BİLMEZDEN GELMENİN BASTIRMADAN FARKI
Zupancic, bir şeyi bastırmanın nasıl bir durum olduğuna, hatta bilmezden gelme ile bir şeyi bastırmanın arasındaki farklara da değinir:
“Bastırmada iki boyut ya da düzey söz konusudur, bir tarafta gerçeklik, diğer tarafta gerçekliğimizden ‘bastırılanın’ var olduğu düzey: Bastırılan şey gerçekliğin parçası olmaktan çıkar. Bilmezden gelme ise tek boyutludur; bilmezden gelinen şey gerçeklikten kaybolmaz: Halen orada, aynı düzeydedir, gerçekliğimizin parçasıdır. Yani bilmezden gelme bir şeyin ortadan kaybolmasına yol açmaz; o şeyin doğasını ve anlamını değiştirir, etkiler. “
Bilmezden gelmenin bir sebebi hali hazırdaki gerçekliğimizi değiştirmesini istemeyişimizdir. Ancak Zupancic burada, hayatımıza, zihnimize giren o yeni şeyin, gerçekliğimize dair olmadığına, dışımızda bir yerde olduğuna dair uyarıda bulunur. Keza bastırma durumunda da aynısı geçerlidir. Ancak bastırma o şeyi, gerçekliğimizin dışına atıp sıra dışı karakterine dokunmazken, bilmezden gelme o şeyi kısa zamanda gerçekliğin bir parçası olarak kabul eder, bir yandan da karakterini değiştirir.
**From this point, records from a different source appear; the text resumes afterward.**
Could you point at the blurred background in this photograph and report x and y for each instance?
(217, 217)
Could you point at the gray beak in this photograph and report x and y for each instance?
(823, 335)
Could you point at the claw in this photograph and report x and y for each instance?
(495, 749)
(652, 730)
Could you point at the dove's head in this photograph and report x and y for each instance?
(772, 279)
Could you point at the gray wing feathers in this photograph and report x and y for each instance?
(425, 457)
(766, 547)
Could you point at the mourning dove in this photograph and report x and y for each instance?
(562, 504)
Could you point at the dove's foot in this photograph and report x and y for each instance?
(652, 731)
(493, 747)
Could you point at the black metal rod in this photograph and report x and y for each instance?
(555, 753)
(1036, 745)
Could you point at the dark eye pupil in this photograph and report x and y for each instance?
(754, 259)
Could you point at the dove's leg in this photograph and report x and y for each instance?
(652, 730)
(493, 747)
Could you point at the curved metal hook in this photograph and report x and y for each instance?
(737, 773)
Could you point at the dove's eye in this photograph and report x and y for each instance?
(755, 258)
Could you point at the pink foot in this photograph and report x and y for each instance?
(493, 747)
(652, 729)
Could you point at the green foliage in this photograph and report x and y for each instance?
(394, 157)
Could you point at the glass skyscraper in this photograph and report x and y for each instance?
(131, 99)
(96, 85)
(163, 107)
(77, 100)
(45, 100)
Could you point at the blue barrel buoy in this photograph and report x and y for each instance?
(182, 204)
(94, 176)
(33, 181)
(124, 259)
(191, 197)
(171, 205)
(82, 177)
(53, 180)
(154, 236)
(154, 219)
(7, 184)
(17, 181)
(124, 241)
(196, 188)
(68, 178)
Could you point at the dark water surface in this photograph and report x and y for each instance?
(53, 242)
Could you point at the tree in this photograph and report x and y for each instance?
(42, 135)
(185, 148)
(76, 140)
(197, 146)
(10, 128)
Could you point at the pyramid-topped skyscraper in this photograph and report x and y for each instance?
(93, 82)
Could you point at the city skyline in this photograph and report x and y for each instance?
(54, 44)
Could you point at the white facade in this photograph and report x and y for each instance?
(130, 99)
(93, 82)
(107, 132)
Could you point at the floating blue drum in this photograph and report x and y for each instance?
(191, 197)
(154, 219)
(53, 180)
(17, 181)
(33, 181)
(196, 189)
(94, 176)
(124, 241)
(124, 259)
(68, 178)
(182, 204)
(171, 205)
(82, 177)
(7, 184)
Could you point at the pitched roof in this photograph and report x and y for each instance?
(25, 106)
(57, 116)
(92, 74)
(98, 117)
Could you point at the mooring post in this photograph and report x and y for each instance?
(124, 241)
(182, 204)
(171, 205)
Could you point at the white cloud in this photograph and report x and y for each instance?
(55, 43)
Bilmezden gelme ezber bozan bir olguyu, sıradan bir olguya dönüştürür. Bilmezden gelme, olgunun ortalıkta fazlaca bulunduğu zamanlarda daha da başvurulan bir davranış kültürüdür zira bu noktada olguyu ortadan kaldırma gibi bir durum yoktur. Olan olgu sonrası dünyada gerçeğin ağırlığının azalması, en kötü olayın bile bir zaman sonra bizi etkilemeyi bırakmasıdır. Bilmezden gelmenin sonucunda oyun bilgi alanında kalır, hakkında sükûnetle ve sakinlikle konuşabilir, inkar etmeden ona doğrudan bakabiliriz. Ancak onun etkisi, yani gerçekliği artık çoktan yozlaşmıştır.
Bilgi, anlamından yoksundur artık. Hele hele günümüzde basın yayın organlarında, sosyal medyada toplumsal ve siyasal konjonktür üzerine kötü ihtimaller, felaket tellallığı bu denli artmışken, duyduklarımız, okuduklarımız bizi gitgide daha az etkilemeye başlar. İşte bilmezden gelme durumu felaket senaryoları ve komplo teorilerinin havada uçuştuğu bir dünyada kendini daha fazla gösterir.
Felaket tellallığının ve kıyamet senaryolarının kitapta yer verilen bir özelliği ise, gözümüzde abartılı bir fantezi olarak görülmeleri, kimi zaman gerçek bilgiyi de bu fantezi dünyasına ekleyerek, bilginin bize dokunmayacağı bir tür sahne yaratmalarıdır.
Zupanic, kimi zaman bilmezden gelme durumunun, “deja vu” hissiyle birlikte ortaya çıkışından da bahseder. Keza bir olay olduğunda, onun mahiyetini değerlendirirken, daha önce böyle veya buna benzer pek çok olay gördüğümüzü düşünür, “Biz daha önce de gördük bunları” diye içimizden geçirir, bilgiyi veya olguyu görmezden geliriz. Hatta kimi zaman hafızamızda farkına varmaksızın sahte hatıralar üretiriz, bu hissi yaratmak için. Sahte hatıra böylece bizi yadırgatabilecek şeyin nazarımızda sıradan olmasını sağlar. Zupanic, “Ben bunu daha önce görmüştüm”ün günümüzde sıkça rastlanan bir toplumsal hal olduğunun da altını çizer.
Sosyal bilimci Alenka Zupancic, kaleme aldığı ‘Biliyorum ama yine de…” isimli eserde karşılaştığımız kötücül durumlar, öğrendiğimiz sarsıcı bilgiler karşısında, farkına vararak veya varmayarak geliştirdiğimiz bilmezden gelme davranış kültürünün altında yatan nedenleri araştırıyor ve bu durumun bireysel ve toplumsal hayattaki etkilerini açıklıyor.